Светлый фон
Чтобы подбодрить тебя, я принес конфеты, такие же, как те, что тебе дарил Келлер. Странное сочетание — шоколад с перцем. Сахар вреден, от него толстеют, хотя тебя не беспокоят лишние килограммы, ты себе вбила в голову, будто полнота чувственна, но предупреждаю тебя, что к сорока годам это попросту обернется тучностью. Сейчас лишние килограммы тебе идут. Ты очень красивая. Не удивляюсь, что мужчины теряют голову из-за тебя, Индиана; однако красота — не дар, как в волшебных сказках, она — проклятие, вспомни миф о Елене Троянской, из-за которой развязалась между греками жестокая война. Почти всегда проклятие оборачивается против самой красавицы, как это было с Мэрилин Монро, самим воплощением женственности: она впала в депрессию, пристрастилась к наркотикам, умерла, всеми покинутая, и труп ее обнаружили только через три дня. Я об этом многое знаю, роковые женщины меня чаруют и отталкивают, влекут и устрашают, как рептилии. Ты так привыкла привлекать внимание, быть обожаемой, желанной, что даже и не замечаешь страданий, причиняемых тобой. Такие кокетки, как ты, разгуливают по миру, провоцируя, соблазняя, мучая людей, без малейшего чувства ответственности или чести. Нет ничего ужаснее отвергнутой любви, это я тебе говорю по собственному опыту: жестокая пытка, медленная смерть. Подумай, к примеру, о Гэри Брунсвике, этом добром человеке, который предлагал тебе бескорыстное чувство, или о Райане Миллере, которого ты отринула, как негодный хлам, что уж говорить об Алане Келлере, который умер из-за тебя. Это неправильно. Ты должна поплатиться за это, Индиана.

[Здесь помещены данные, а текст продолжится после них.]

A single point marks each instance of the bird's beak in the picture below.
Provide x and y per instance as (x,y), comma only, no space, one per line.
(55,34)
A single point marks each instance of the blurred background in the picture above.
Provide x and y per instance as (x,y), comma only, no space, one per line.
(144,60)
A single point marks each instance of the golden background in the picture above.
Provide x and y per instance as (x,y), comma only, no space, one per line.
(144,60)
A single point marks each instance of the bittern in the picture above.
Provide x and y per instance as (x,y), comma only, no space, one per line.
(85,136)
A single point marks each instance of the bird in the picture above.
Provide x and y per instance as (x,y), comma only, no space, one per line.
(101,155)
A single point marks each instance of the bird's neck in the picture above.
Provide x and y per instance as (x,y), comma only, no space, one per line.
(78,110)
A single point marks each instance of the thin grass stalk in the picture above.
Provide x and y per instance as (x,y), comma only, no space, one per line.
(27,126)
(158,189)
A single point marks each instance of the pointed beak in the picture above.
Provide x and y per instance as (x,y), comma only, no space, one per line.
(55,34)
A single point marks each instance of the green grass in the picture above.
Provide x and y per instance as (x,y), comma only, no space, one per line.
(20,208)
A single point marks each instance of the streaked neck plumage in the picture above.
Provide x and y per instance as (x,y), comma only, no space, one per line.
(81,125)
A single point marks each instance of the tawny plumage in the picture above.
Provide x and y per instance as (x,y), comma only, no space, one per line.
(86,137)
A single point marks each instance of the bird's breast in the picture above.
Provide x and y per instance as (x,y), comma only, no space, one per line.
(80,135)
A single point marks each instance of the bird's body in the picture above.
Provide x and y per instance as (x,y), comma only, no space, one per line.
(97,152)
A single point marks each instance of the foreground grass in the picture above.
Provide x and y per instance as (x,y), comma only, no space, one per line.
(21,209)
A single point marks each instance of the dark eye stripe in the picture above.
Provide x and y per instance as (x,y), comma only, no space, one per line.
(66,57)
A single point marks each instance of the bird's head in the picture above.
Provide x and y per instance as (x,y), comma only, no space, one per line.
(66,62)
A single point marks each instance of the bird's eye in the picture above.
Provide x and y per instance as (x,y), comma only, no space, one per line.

В эти дни я внимательно изучал тебя, сначала твой характер, но больше всего — тело, теперь я знаю его во всех подробностях, от шрама на ягодице до складок вульвы. Я даже родинки все пересчитал.

 

Ли Гэлеспи провел в доме Константе два года, пока во время медицинского осмотра на теле мальчика не обнаружили ожоги от сигарет. Хотя Гэлеспи и отказывался говорить, откуда они взялись, Анжелика Ларсон заключила, что с помощью такого воспитательного метода супруги Константе отучали мальчика мочиться в постель, и забрала ребенка, но ей не удалось добиться того, чтобы эту чету лишили лицензии. Чуть позже Гэлеспи отправили на год в «Бойз Кэмп» в Аризоне. Анжелика Ларсон умоляла судью Рэйчел Розен пересмотреть решение: эта колония с полувоенной дисциплиной, известная жестокостью нравов, менее всего подходила для такого ранимого и забитого ребенка, как Гэлеспи, но Розен к ее доводам осталась глуха.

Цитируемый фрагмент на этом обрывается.